Конец здравого смысла,

22
18
20
22
24
26
28
30

В начале одиннадцатого стали собираться сотрудники. Они в подавляющем большинстве имели нечто общее с самим учреждением. Если на улице преобладали шумные кепки, красные платки, сапоги, то здесь были сплошь интеллигентные лица: мужчины в шляпах, в пальто, дамы в скромных закрытых платьях и с седыми прическами, которые они оправляли перед зеркалом прежде, чем подняться наверх.

Швейцар Сергей Иванович, поспешно сняв очки со своей почтенной лысой головы, с особенным удовольствием бросался раздевать входивших и непременно обращался к кому-нибудь с почтительной фразой:

— Погодку-то какую Бог посылает.

Мужчины все были одеты в пиджаках с летними сорочками в полосочку, непременно с галстуком и запонками. Из интеллигентов не было ни одного, который решился бы нарушить общий тон и притти в рубашке с открытым воротом и с засученными за локоть рукавами.

Только несколько человек совсем иного вида, не заходя в раздевальню, прошли прямо наверх, так как были без пальто и без шапок. Это были комсомольцы и выдвиженцы из рабочих.

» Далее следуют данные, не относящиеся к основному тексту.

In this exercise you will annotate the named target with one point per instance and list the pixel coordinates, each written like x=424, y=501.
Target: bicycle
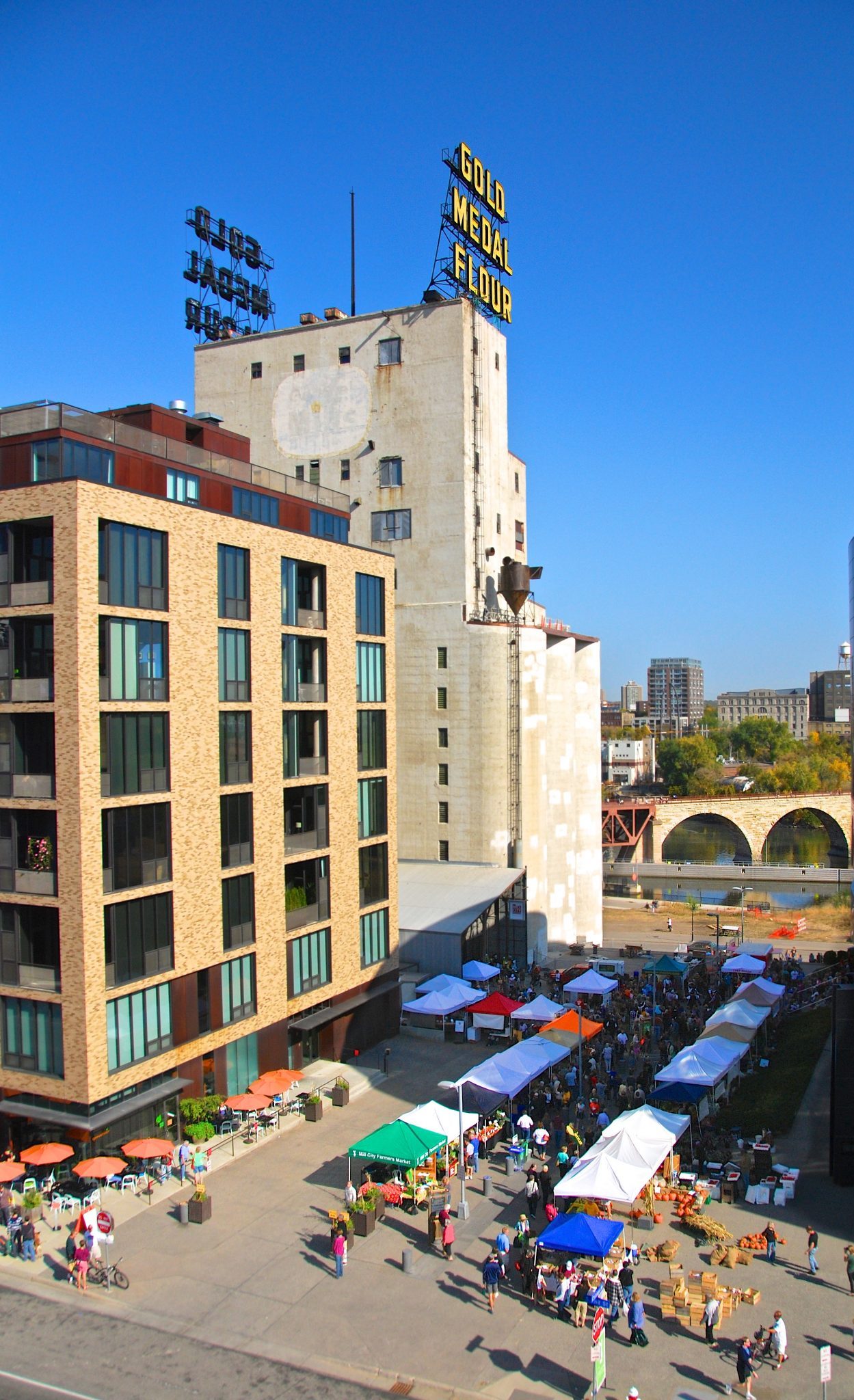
x=108, y=1276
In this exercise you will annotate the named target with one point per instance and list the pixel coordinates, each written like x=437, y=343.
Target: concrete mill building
x=497, y=725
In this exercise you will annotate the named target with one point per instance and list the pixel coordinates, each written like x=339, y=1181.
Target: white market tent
x=479, y=972
x=744, y=964
x=443, y=1003
x=689, y=1067
x=590, y=984
x=436, y=1118
x=740, y=1014
x=443, y=982
x=538, y=1010
x=626, y=1157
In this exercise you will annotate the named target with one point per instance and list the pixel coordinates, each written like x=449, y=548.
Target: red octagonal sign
x=598, y=1323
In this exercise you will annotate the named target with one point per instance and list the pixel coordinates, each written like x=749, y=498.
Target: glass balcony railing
x=40, y=418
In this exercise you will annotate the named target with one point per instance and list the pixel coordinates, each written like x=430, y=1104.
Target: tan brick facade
x=194, y=708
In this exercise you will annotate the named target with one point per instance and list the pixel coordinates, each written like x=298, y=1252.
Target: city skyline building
x=198, y=868
x=497, y=720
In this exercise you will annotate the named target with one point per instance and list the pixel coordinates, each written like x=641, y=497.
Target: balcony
x=306, y=893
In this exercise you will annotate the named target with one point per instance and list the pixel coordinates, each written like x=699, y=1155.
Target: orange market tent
x=565, y=1029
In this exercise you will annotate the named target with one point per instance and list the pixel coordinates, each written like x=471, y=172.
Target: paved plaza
x=258, y=1276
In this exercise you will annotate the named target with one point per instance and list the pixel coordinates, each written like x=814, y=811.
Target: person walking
x=779, y=1340
x=449, y=1237
x=492, y=1277
x=533, y=1193
x=712, y=1314
x=637, y=1337
x=613, y=1291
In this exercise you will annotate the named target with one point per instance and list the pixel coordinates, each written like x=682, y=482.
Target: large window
x=236, y=746
x=370, y=605
x=239, y=988
x=236, y=678
x=135, y=753
x=254, y=506
x=370, y=738
x=304, y=742
x=66, y=458
x=239, y=912
x=30, y=947
x=373, y=808
x=373, y=874
x=303, y=594
x=370, y=673
x=27, y=658
x=132, y=566
x=308, y=962
x=391, y=526
x=139, y=1027
x=306, y=820
x=27, y=757
x=183, y=486
x=330, y=527
x=236, y=829
x=303, y=669
x=307, y=892
x=390, y=351
x=373, y=937
x=137, y=939
x=133, y=658
x=136, y=846
x=33, y=1036
x=232, y=576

Им молча посмотрели вслед.

Обыкновенно все приходили в хорошем настроении, приветливо, как хорошие господа в своей вотчине, задавали несколько вопросов Сергею Ивановичу; например, кто-нибудь говорил:

— Что нового в газетах, Сергей Иванович?

— Все строятся, — отвечал тот несколько иронически, в тон задаваемому вопросу.

Мужчины, вежливо здороваясь, целовали у дам ручки, у пожилых и старых с особенной вежливостью и почтительностью. Видно было, что здесь не молодежь, а старые дамы поддерживали раз установленный порядок и давали всему тон. И тон был самый вежливый. Всегда говорилось: «Вы изволили сказать», «Будьте добры передать», и т. д.

Сергей Иванович любил свое учреждение и гордился им. Гордился его чистотой, благообразием и тем, что служащие все вежливые, обходительные, настоящие интеллигентные господа, понимающие порядок: никто в грязную погоду не приходит без калош, не бросает окурков, не плюет, и каждый дает на чай в конце месяца.

Но сегодня не было обычного спокойствия на лицах сотрудников, они не спешили подняться наверх, а собирались группами под колоннами и о чем-то тревожно говорили негромкими голосами.

Среди всех выделялась полная, величественная женщина с седыми завитыми волосами, с лорнеткой, мотавшейся ниже пояса на длинном шнурке. Она больше всех волновалась, разводила недоумевающе руками и пожимала плечами, причем брови у нее поднимались вверх с выражением неразрешимого тревожного вопроса. Это была Марья Павловна Бахмутова, работавшая в иностранном отделе библиотеки.

Около нее стоял высокий, барского вида, старик с седой раздвоенной на конце бородкой, в шляпе и в старинной накидке, которых еще не успел снять, — Андрей Игнатьевич Андриевский, заведывавший отделением картин и фарфора.

К нему, как к авторитетному лицу, обращались за объяснениями.

— Я не понимаю, что же это может быть? — говорила Марья Павловна.

— Продолжение и углубление того, что уже давно началось, — отвечал Андрей Игнатьич.

— Где же Ипполит Григорьевич Кисляков? Может быть, он что-нибудь знает более подробно. Сергей Иванович, Кисляков еще не приходил?

— Никак нет.

Но вдруг все замолчали. В подъезд вошел странный человек в сапогах, двубортном пиджаке, надетом поверх синей косоворотки, лет тридцати пяти, с худым, бритым лицом. На виске у него был шрам, очевидно — от пули, разбившей кость виска и выбившей глаз, так что один глаз у него был стеклянный. Благодаря этому у него было особенно жесткое выражение лица, так как к обыкновенному взгляду живого глаза присоединялся немигающий, острый взгляд стеклянного.